Large <i>T_g</i> shift in hybrid Bragg stacks through interfacial slowdown

Studies of glass transition under confinement frequently employ supported polymer thin films, which are known to exhibit different transition temperature T_g close to and far from the interface. Various techniques can selectively probe interfaces, however, often at the expense of samples designs very specific to a single experiment. Here, we show how to translate results on confined thin film T_g to a 'nacre-mimetic' clay/polymer Bragg stack, where polymer molecular layer number is precisely tunable. Exceptional lattice coherence multiplies signal manifold, allowing for interface studies with both standard T_g and broadband dynamic measurement. For the monolayer, we not only observe a dramatic increase of T_g (~ 100 K), but also use X-ray photon correlation spectroscopy (XPCS) to probe platelet dynamics originating from interfacial slowdown.

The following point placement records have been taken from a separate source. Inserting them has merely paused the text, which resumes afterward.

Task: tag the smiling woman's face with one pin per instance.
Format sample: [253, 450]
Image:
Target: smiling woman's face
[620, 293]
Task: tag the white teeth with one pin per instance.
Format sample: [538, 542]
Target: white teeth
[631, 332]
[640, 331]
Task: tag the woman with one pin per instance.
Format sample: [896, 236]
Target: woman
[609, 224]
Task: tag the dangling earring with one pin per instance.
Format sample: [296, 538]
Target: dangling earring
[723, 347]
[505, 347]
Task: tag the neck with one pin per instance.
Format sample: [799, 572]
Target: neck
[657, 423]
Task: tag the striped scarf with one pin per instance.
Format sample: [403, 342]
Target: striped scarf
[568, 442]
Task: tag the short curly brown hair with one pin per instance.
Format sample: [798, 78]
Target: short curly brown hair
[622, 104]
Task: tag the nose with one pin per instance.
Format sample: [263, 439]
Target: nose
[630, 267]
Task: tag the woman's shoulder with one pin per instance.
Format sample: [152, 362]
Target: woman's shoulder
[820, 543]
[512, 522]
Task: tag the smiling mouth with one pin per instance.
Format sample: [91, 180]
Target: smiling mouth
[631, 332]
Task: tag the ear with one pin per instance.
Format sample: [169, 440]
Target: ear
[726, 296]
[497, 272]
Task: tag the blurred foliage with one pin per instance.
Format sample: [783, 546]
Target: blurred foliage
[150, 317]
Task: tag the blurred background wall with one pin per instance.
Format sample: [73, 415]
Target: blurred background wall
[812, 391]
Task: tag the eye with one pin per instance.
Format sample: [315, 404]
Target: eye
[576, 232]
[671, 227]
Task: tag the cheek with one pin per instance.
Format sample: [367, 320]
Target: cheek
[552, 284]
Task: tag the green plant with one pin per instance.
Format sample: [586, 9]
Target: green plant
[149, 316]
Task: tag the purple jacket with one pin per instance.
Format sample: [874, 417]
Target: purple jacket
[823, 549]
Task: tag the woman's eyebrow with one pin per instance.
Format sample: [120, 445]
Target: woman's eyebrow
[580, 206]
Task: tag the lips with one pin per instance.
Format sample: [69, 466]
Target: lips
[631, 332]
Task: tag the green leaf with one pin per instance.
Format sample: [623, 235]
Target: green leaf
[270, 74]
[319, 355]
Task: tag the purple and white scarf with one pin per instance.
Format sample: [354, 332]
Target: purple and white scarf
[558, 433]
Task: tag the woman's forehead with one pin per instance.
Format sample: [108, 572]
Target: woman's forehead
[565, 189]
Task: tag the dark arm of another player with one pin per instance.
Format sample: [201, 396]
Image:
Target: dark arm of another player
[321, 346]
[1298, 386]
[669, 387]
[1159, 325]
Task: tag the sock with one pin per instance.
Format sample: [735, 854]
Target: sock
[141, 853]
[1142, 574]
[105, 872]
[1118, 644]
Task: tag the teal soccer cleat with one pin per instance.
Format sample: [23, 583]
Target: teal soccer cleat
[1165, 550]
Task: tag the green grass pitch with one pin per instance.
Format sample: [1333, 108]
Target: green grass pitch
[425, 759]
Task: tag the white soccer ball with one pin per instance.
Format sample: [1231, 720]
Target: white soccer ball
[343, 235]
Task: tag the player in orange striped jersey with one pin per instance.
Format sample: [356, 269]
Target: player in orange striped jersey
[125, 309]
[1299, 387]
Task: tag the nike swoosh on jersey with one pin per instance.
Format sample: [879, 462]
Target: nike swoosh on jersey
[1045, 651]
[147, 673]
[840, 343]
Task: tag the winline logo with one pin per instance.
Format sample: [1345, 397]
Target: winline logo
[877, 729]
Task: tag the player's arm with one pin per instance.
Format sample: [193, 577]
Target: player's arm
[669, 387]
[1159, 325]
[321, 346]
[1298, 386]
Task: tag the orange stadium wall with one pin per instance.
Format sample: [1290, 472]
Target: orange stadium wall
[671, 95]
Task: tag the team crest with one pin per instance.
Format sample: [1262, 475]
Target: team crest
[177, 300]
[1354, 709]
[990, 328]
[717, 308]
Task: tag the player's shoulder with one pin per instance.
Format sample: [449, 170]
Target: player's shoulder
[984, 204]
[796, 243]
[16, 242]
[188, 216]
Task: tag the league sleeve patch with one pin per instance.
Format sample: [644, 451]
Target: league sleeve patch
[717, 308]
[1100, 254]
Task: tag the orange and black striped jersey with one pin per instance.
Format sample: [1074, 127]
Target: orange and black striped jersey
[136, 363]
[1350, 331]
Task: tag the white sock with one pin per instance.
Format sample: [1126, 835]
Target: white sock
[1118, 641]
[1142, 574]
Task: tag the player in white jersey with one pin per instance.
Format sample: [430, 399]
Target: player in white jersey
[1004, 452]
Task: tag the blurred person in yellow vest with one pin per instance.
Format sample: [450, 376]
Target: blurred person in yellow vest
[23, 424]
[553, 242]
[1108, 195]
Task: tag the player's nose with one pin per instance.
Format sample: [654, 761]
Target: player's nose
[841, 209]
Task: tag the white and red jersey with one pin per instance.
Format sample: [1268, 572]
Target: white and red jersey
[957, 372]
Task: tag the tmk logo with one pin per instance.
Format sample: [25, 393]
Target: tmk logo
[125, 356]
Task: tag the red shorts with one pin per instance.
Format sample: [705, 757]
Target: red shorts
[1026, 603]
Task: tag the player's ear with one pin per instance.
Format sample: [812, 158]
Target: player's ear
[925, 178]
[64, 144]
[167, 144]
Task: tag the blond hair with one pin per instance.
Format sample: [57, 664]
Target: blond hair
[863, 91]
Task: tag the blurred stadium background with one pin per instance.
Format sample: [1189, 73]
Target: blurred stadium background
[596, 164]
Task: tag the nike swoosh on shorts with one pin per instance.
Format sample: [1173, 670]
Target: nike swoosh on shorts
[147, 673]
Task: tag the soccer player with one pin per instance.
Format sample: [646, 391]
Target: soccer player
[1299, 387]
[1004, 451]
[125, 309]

This is confirmed from the bilayer, which comprises both “bulk-like” and interface contributions, as manifested in two distinct T_g processes. Since platelet dynamics of mono- and bilayers are similar, while segmental dynamics of the latter are found to be much faster, we conclude that XPCS is sensitive to the clay/polymer interface. Thus, large T_g shifts can be engineered and studied once lattice spacing approaches interfacial layer dimensions.